Atithi devo bhava (the guest is equivalent to God) Indian motto has pretty much brushed off towards the Canadian Trudeaus who are currently on a week-long trip to India. So what is India’s snub towards Canadian Prime Minister Justin Trudeau?
It is not uncommon to see Indian Prime Minister Narendra Modi head to airports to receive world leaders, and how can we forget about his famous bear-hug. The endless photo-ops, public rallies and hearty welcomes are rained down by the Indian PM from the moment any world leader sets their foot on the Indian soil. When Canadian PM Justin Trudeau along with his wife and kids, landed in India on February 17, they were welcomed with a warm typical namaste – just not from Modi, instead he just sent out his junior minister. No Modi hugs for Trudeau. Not even a welcome to India tweet from Modi. And it gets worse. When the photogenic Trudeaus visited the beautiful Taj Mahal – they were not even welcomed by a state minister, or a junior minister; just by district officials.
In Ahmedabad, where other world leaders devoured pompous road shows along with Modi and a number of events – Trudeaus went on alone exploring Gujarat, wearing ethnic Indian clothes to visit a Hindu temple and Gandhi’s abode. So the Canadian Prime Minister, his wife and three children are pretty much wandering across the nation, like any casual tourist in India would. Also, Modi will be meeting Trudeau only toward the end of his week-long India visit. So what really is all the snubbing about? Answer: It has to do something with Sikhs.
Canada is filled with million Indians, especially Sikhs and they make up a significant amount of vote-bank share in the country. For Trudeau particularly, the Sikhs have formed a voting bloc and they are part of the Canadian PM’s cabinet. But India, on the other hand, has been alleging Canada for sheltering Sikh separatists who would like to see Indian Punjab separated from India into the state of Khalistan. To spine the accusations, some Sikh Gurudwaras in Canada have also barred the entry of Indian diplomats, the Canadian government supported Khalsa Day celebrations and then, all the history of the Khalistan movement in 1980s.

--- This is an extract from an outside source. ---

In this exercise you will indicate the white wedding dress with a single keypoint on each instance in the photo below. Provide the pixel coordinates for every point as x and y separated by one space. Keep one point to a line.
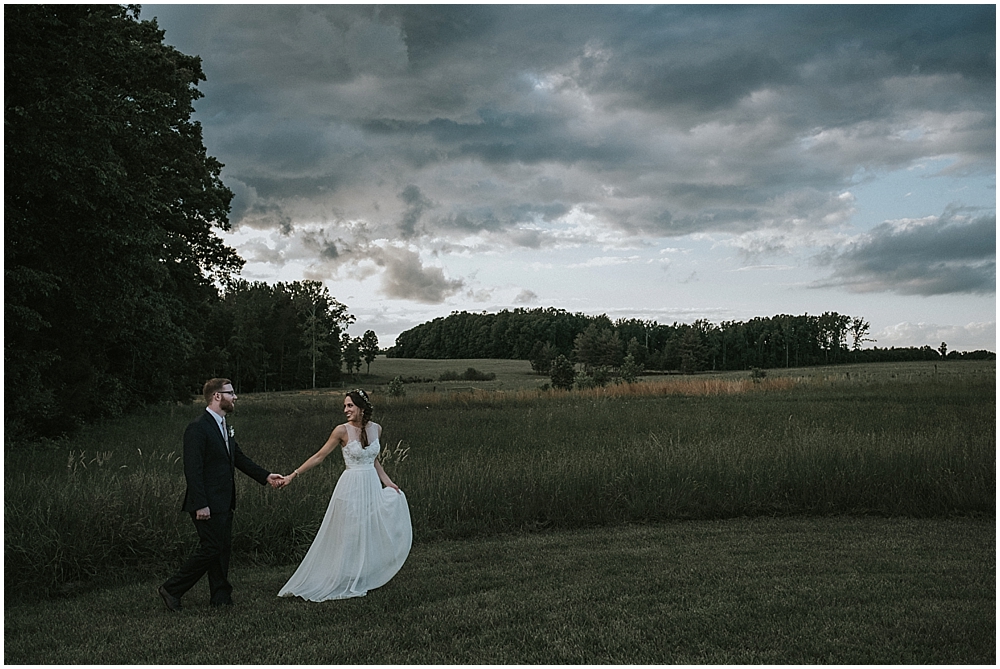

Now India wants Trudeau to publicly distance himself from Sikh separatists because India somehow fears that the sort of thing which Canada is doing, could re-ignite Sikh extremism in Indian Punjab. On the other hand, the guy can’t shun the community that numbers up to half a million – forming the largest ethnic group among Indian-origin Canadians. While it is true that during the trip, Trudeau publicly affirmed Canada’s commitment towards “the unity and integrity of India”. But he also talked about India’s diversity and pluralism, which could be interpreted by the Canadian Sikhs as Trudeau having given a clear message to India. So the aim of snub from New Delhi is to impose pressure on the Canadians and make them decide a clearer side. Trudeau clearly will have to pick a side. I mean, how Canada would act if India supported the Quebec separatists? We can imagine the situation, right? So that applies both ways.